Recent Historical Research on 19thc Adepts

Whatever happened to the Adepts and Initiates? No new evidence has come to my attention about other characters in The Masters Revealed and its sequel, but these eighteen have been research subjects for various articles and books published over the last three decades, often noted in this blog individually.

Albert L. Rawson has been the subject of biographical articles by John Patrick Deveney and discussed in a book by Susan Nance featured in this blog.  His colorful family life is much better understood due to the proliferation of new genealogical and local history information online.

Max Theon, born Louis M. Bimstein, has been featured in several new and forthcoming books from Israel that shed new light on the Cosmic Philosophy he espoused with his wife Alma Theon. Letters to the Sage provides some new information on Theon as a figure in the Hermetic Brotherhood of Luxor.

Jamal ad-Din al-Afghani and his associates Charles-Ernest Renan and Henri Rochefort were all discussed by Wilfrid Scawen Blunt as meeting with Mme. Blavatsky, Colonel Olcott, and Mohini Chatterji in March 1884 in Paris.  Three recent books by Dominic Green explore this evidence which confirms a relationship I had hypothesized in 1990.

Maria, Duchese de Pomar and Countess of Caithness, was investigated in Art Magic by Marc Demarest in association with Emma Harding Britten’s Chevalier Louis de B— and later in my own introduction to Sarah Stanley Grimke’s Collected Works. Richard Francis Burton is also investigated in the same volume as another prototype for the Chevalier. Burton’s associate in Damascus, Abdelkader, Sufi sheikh from Algeria, is subject of a new biography mentioned in this blog.
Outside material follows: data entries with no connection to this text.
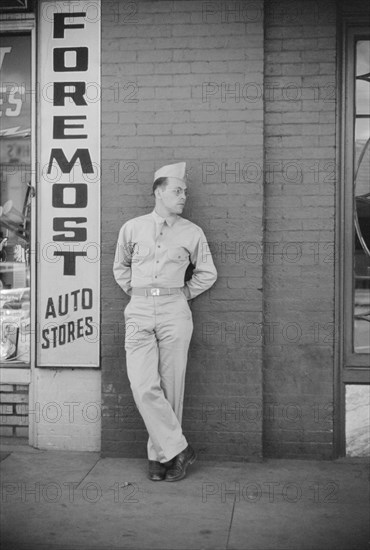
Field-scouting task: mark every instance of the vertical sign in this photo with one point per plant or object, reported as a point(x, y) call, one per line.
point(68, 227)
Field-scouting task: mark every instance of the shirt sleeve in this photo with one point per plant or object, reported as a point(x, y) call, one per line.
point(122, 260)
point(204, 274)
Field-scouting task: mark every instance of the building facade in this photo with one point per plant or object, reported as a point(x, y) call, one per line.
point(268, 103)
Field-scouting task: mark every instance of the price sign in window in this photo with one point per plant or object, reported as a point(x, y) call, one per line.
point(15, 195)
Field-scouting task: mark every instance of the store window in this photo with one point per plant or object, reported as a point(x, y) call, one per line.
point(16, 191)
point(356, 195)
point(355, 229)
point(361, 190)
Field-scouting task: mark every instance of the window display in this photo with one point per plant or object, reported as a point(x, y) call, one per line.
point(15, 195)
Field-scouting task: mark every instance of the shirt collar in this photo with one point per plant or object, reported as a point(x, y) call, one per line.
point(158, 219)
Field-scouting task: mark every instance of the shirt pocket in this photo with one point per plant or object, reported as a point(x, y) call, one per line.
point(141, 252)
point(178, 254)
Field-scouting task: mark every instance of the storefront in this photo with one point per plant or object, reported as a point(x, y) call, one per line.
point(268, 103)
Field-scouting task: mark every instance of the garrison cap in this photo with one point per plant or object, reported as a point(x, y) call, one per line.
point(171, 171)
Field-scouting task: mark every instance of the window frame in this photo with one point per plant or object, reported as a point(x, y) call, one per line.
point(22, 373)
point(356, 366)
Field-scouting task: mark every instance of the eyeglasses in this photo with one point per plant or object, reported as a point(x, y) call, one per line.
point(178, 191)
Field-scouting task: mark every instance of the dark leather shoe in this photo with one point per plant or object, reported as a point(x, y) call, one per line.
point(157, 471)
point(178, 470)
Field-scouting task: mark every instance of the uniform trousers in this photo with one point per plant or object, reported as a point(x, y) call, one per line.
point(158, 331)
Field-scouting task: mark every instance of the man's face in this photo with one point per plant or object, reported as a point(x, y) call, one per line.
point(173, 195)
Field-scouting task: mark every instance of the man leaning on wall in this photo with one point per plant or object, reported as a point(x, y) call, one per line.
point(152, 255)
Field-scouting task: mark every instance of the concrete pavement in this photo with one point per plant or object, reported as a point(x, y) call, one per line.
point(78, 500)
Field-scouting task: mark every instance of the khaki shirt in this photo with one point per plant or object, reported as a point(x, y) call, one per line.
point(154, 252)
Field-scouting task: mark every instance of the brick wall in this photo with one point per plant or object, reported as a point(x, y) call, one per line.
point(183, 80)
point(300, 185)
point(14, 410)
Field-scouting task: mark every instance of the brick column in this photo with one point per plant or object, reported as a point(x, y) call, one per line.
point(183, 80)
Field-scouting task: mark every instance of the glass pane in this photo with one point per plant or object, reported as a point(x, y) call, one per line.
point(361, 304)
point(15, 170)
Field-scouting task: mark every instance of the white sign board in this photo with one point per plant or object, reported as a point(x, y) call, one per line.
point(68, 186)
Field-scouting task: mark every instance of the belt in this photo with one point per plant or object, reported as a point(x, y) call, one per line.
point(155, 291)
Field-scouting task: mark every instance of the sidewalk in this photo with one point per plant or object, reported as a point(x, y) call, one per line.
point(77, 500)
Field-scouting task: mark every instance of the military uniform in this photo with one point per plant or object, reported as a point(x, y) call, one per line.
point(152, 256)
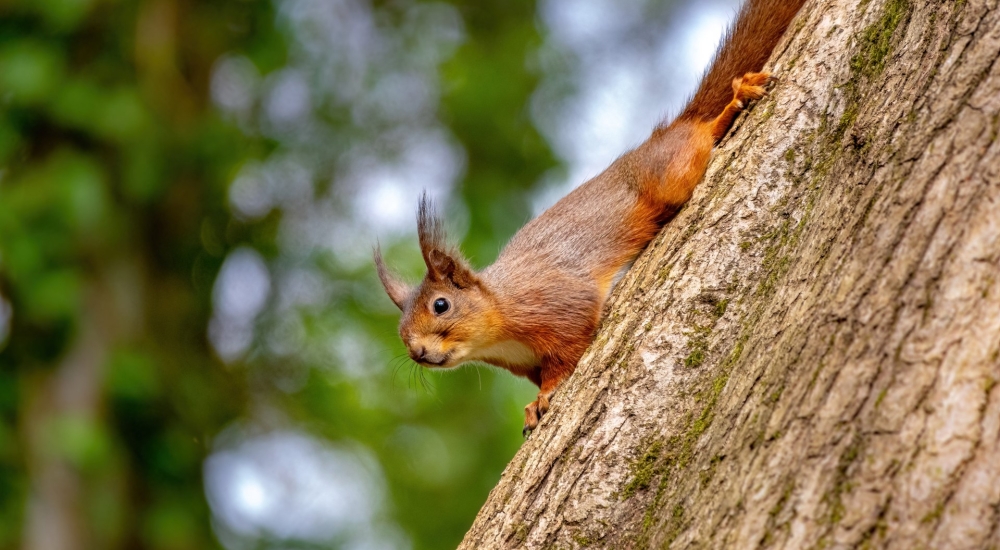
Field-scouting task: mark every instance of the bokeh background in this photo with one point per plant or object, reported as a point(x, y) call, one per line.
point(194, 349)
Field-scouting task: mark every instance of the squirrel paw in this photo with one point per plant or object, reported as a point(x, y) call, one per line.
point(533, 412)
point(751, 86)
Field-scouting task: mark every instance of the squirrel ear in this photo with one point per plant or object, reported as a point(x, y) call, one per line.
point(397, 290)
point(442, 266)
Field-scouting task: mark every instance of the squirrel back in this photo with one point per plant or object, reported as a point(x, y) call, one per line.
point(535, 310)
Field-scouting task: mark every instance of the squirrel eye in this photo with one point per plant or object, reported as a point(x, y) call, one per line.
point(440, 306)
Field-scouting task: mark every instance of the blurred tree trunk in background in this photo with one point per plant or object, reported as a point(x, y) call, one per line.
point(808, 355)
point(113, 173)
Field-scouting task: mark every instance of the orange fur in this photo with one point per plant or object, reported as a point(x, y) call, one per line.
point(535, 310)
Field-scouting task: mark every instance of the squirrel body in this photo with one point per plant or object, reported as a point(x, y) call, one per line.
point(535, 310)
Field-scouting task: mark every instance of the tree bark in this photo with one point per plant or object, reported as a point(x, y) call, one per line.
point(808, 355)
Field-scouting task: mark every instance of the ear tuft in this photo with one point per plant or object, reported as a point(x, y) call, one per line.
point(398, 291)
point(444, 263)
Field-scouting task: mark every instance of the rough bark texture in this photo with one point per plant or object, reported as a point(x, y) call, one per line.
point(808, 355)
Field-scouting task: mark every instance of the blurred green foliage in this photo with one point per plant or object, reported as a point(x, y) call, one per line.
point(114, 222)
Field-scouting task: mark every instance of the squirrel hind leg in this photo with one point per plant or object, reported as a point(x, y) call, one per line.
point(749, 87)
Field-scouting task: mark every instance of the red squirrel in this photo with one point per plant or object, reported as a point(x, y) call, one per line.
point(535, 310)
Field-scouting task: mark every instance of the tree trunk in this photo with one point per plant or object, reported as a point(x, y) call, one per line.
point(807, 356)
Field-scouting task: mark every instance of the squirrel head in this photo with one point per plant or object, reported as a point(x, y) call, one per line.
point(451, 314)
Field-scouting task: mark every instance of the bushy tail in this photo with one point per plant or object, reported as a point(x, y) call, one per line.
point(745, 48)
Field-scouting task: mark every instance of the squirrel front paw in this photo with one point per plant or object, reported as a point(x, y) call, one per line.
point(533, 412)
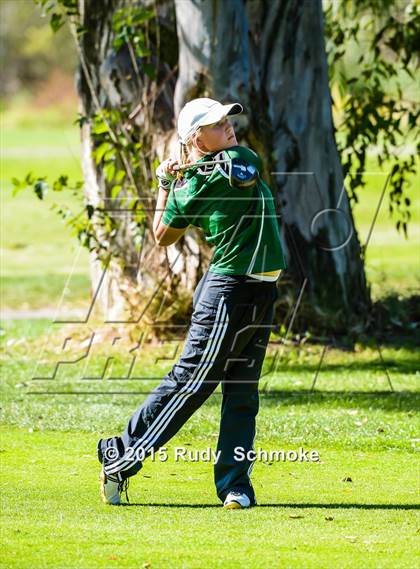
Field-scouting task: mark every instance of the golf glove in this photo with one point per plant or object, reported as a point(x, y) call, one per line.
point(165, 179)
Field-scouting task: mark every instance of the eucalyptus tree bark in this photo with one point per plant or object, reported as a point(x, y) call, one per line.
point(271, 57)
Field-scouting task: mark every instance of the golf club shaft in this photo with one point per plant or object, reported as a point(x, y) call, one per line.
point(198, 164)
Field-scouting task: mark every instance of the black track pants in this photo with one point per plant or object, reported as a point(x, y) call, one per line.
point(226, 342)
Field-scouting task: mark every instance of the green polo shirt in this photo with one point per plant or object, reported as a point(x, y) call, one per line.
point(241, 223)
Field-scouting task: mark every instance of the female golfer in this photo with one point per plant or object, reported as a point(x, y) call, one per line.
point(221, 192)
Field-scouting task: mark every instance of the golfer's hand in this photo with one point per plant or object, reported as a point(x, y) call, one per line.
point(171, 166)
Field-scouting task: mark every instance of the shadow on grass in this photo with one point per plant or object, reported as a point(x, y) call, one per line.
point(337, 506)
point(385, 400)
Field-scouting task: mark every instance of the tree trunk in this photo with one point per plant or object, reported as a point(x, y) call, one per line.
point(271, 57)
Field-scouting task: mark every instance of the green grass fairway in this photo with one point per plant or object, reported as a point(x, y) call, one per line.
point(308, 517)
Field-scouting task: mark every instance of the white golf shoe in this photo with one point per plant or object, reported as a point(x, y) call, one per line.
point(236, 501)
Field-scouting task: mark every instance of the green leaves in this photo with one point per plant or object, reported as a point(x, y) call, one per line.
point(372, 49)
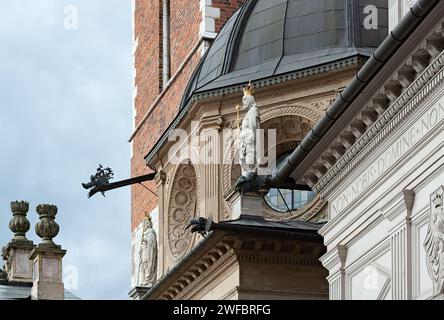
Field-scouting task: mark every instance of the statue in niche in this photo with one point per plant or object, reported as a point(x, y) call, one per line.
point(249, 152)
point(434, 242)
point(147, 273)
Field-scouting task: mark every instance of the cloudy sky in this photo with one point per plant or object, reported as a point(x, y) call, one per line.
point(65, 101)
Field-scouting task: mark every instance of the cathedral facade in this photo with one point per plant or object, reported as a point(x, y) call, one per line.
point(343, 199)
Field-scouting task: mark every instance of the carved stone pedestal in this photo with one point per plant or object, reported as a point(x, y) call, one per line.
point(18, 267)
point(138, 292)
point(249, 205)
point(47, 273)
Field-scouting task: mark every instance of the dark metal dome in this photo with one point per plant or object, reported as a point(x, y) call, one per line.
point(266, 38)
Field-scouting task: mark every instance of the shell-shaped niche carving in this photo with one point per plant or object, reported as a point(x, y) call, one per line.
point(182, 207)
Blavatsky’s publisher Mikhail Katkov is prominently featured in Katya Hokanson’s 2022 A Woman’s Empire by a scholar of Russian language and literature. Ranbir Singh, Maharaja of Kashmir, is also illuminated by this book’s discussion of The Durbar in Lahore.

James Martin Peebles is discussed at length in relation to the Bengal Renaissance in my chapter for Imagining the East, as are Mohini Chatterji and Norendro Nath Sen.

A.P. Sinnett and A.O. Hume are explored in relation to the Mahatma Letters and Richard Hodgson in my foreword and appendix to the reprint of Hurrychund Chintamon’s Commentary on the Text of the Bhagavad-Gita.

But two cases where progress is uncertain are those of “Ooton Liatto” and “Paolos Metamon” whose names cannot be solidly confirmed with historical evidence and may be aliases. “Agardi Metrovitch” likewise cannot be solidly linked with a historical name, but the latest evidence from a Hungarian researcher suggests he was opera singer Giovanni Metrovitch. Forthcoming volumes of letters by Blavatsky and her book The Durbar in Lahore may offer new clues to these and other mysteries.